Keywords: Large Language Models, Person-job Fit, Fairness, Interpretability
Malt Research Paper -
What Do AI Recruiters Value? Auditing the Implicit Hiring Criteria of Large Language Models
Large Language Models are increasingly integrated into recruitment systems, yet their implicit hiring criteria remain largely unexplored. This study uses conjoint experimental designs to systematically audit what candidate attributes LLMs value when evaluating hiring decisions. Building a synthetic benchmark based on real-world freelance recruitment scenarios, we estimate the weights multiple models (Google, Anthropic, Mistral, DeepSeek) assign to skills, experience, education, rates, reputation, communication style, and demographic characteristics.
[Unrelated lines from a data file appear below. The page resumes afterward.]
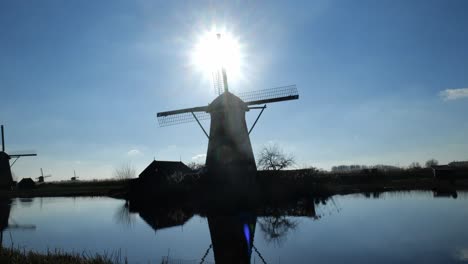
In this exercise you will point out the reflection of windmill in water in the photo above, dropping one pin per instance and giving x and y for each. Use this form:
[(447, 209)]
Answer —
[(74, 178), (229, 148), (5, 207), (6, 179), (42, 177)]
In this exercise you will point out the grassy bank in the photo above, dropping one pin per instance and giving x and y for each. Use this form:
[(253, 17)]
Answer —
[(113, 188), (16, 256)]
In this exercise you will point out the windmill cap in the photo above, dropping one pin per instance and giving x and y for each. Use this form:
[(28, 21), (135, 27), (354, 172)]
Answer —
[(227, 100)]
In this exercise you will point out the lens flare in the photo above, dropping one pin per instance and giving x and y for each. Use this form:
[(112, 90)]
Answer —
[(211, 53)]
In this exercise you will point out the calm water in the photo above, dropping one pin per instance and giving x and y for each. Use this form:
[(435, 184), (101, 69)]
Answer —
[(412, 227)]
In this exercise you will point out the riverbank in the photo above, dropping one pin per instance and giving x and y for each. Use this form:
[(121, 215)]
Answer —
[(17, 256), (269, 183)]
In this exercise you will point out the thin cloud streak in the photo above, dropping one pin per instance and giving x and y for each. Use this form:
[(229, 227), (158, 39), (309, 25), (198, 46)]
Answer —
[(199, 157), (134, 152), (454, 94)]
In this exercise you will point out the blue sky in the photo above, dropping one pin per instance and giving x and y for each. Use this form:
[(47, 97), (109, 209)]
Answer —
[(380, 82)]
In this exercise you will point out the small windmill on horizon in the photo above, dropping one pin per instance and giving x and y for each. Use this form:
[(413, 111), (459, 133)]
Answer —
[(6, 179), (42, 177), (230, 156)]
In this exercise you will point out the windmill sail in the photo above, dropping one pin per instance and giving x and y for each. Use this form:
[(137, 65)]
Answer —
[(271, 95), (182, 116), (265, 96)]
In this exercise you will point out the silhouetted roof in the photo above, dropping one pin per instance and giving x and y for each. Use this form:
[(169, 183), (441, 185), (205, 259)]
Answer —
[(227, 99), (26, 183), (458, 164), (162, 168)]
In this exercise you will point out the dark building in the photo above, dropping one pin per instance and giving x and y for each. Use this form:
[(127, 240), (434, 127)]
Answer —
[(26, 183), (6, 180), (164, 172)]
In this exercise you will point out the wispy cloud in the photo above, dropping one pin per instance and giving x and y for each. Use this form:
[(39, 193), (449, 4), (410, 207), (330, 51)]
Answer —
[(462, 254), (454, 94), (134, 152), (199, 157)]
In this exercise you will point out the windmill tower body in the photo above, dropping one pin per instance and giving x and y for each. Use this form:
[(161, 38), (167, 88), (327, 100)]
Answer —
[(6, 179), (230, 157), (229, 160)]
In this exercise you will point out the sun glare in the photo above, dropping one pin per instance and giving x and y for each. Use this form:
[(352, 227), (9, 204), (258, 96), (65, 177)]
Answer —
[(211, 53)]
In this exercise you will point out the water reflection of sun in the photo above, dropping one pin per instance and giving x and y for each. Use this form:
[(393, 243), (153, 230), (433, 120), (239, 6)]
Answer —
[(210, 53)]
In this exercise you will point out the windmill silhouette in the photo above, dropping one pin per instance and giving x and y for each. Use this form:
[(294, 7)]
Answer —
[(6, 179), (229, 148), (42, 177), (74, 178)]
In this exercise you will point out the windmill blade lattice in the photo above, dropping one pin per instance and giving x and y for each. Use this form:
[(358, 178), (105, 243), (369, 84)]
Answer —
[(270, 95)]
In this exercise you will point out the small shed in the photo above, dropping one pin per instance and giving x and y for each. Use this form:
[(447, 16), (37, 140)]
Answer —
[(163, 172), (26, 183), (443, 172)]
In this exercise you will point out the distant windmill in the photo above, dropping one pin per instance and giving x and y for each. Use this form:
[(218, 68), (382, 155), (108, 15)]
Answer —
[(229, 157), (42, 177), (6, 179), (74, 178)]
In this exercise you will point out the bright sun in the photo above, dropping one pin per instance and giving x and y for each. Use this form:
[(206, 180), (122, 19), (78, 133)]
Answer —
[(211, 53)]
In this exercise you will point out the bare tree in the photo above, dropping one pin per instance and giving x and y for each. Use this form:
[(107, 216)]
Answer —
[(125, 171), (276, 228), (195, 166), (273, 158), (431, 162)]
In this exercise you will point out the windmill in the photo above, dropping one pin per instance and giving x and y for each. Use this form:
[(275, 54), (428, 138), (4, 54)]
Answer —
[(42, 177), (74, 178), (5, 208), (6, 179), (229, 158)]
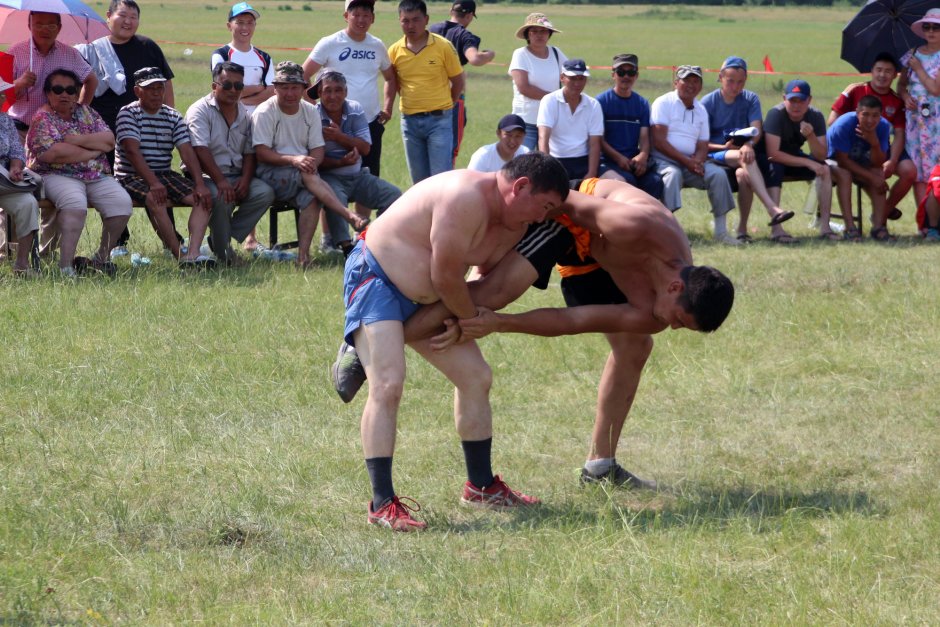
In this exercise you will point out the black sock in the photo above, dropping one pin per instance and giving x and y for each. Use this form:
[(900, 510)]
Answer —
[(479, 462), (380, 474)]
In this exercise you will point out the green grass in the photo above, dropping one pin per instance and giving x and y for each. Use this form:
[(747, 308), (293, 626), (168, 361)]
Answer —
[(171, 450)]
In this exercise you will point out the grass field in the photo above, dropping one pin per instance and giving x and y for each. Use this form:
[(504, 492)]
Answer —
[(171, 450)]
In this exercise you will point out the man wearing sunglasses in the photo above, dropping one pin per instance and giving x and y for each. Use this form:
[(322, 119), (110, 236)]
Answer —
[(220, 129), (625, 146)]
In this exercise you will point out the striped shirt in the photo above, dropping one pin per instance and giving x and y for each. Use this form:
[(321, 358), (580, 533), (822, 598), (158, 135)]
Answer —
[(158, 134)]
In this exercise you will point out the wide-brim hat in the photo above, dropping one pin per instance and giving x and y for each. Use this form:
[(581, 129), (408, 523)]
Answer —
[(535, 19), (932, 16)]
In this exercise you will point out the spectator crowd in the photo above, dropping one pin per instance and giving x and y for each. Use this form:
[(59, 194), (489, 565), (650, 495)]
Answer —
[(95, 126)]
Preliminary results reveal substantial heterogeneity across models: while all prioritize productivity signals, the relative importance of credentials, pricing, and demographic attributes differs markedly. The paper argues that selecting an AI hiring system is not merely a technical decision but a normative one, as different models encode distinct assumptions about candidate quality that may reshape access to employment and labor market outcomes.
Work In Progress -
Toward Job Recommendation for All
IJCAI (AI And Social Good Track), 2023. Also presented at ECML PKDD, AI4HR Workshop, 2023
This paper presents a job recommendation algorithm designed and validated in the context of the French Public Employment Service. The challenges, owing to the confidential data policy, are related with the extreme sparsity of the interaction matrix and the mandatory scalability of the algorithm, aimed to deliver recommendations to millions of job seekers in quasi real- time, considering hundreds of thousands of job ads. The experimental validation of the approach shows similar or better performances than the state of the art in terms of recall, with a gain in inference time of 2 orders of magnitude.
Proceedings -
Fairness in Job Recommendations: Estimating, Explaining, and Reducing Gender Gaps
AEQUITAS Workshop @ ECAI 2023
Algorithmic recommendations of job ads have the potential to reduce frictional unemployment, but raise concerns about fairness due to biases in past data. Our research investigates the issue of algorithmic fairness with a specific focus on gender in a hybrid job recommendation system developed in partnership with the French Public Employment Service (PES), which is trained on past hires. First, by viewing job ads as a set of characteristics (such as wage and contract type), we document how the algorithm treats job seekers differently based on gender, both unconditionally and conditionally on their search parameters and qualifications. Second, we discuss the notion(s) of algorithmic fairness applicable in this context and the trade-offs involved. We show that the considered system reflects some existing differences in hiring or applications but does not exacerbate them. Finally, we consider adversarial de-biasing technique as a practical tool to demonstrate the trade-offs between recall and reduced differentiated treatment.